Codebase Overview

This repository is the public reproduction artifact for the 3rd place Deep Past Initiative Machine Translation solution. It packages code for extraction, data preparation, synthetic data generation, ByT5 training, reward modeling, and prompt-driven data processing.

The adjacent ../akk/ repository is the original working tree where investigations and intermediate datasets were developed. This repo should be treated as the cleaner reproduction path; historical notes from ../akk/ are useful for provenance but should not override observed current code. See missing-283-transliterations and reproducibility-caveats.

Structure

  • code/: training code for ByT5 and reward models.
  • conf/: Hydra configs for baseline continued pretraining, fine-tuning, and reward modeling.
  • scripts/extraction/: expert-data repair, sentence splitting, PDF extraction, CAD extraction, Hecker scraping, and cross-reference scripts.
  • scripts/preparation/: deduplication and final training-set assembly.
  • scripts/normalization.py: shared normalization utilities.
  • sdg/: synthetic grammar, CAD, and template-drill generation.
  • prompts/: extraction, repair, sentence splitting, and source-layout prompts.
  • run_pipeline.sh: sequential extraction and preparation workflow.

For a demo-oriented walkthrough, start with prompt-system, synthetic-data-generation, dataset-and-config-map, and evaluation-and-decoding.

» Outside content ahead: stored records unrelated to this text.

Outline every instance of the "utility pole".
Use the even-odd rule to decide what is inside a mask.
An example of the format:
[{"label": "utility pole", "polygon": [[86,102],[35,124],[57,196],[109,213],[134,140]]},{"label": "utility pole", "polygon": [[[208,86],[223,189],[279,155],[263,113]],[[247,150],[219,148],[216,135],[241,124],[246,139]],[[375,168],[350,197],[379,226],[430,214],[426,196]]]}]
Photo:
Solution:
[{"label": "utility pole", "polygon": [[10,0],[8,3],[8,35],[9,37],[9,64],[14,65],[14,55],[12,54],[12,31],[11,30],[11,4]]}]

These pages show the repository’s distinctive pieces more clearly than a flat file listing.

Main Reproduction Flow

The documented high-level path is:

  1. Download competition/source/training data as described in README.md.
  2. Run extraction and preparation through run_pipeline.sh, or skip extraction by using pre-extracted data.
  3. Build final training data with scripts/preparation/prepare_sentence_data_23.py.
  4. Train ByT5 and reward models using code/ with conf/ configs.

Detailed flow is in extraction-and-preparation-pipeline, while model-side behavior is in training-stack.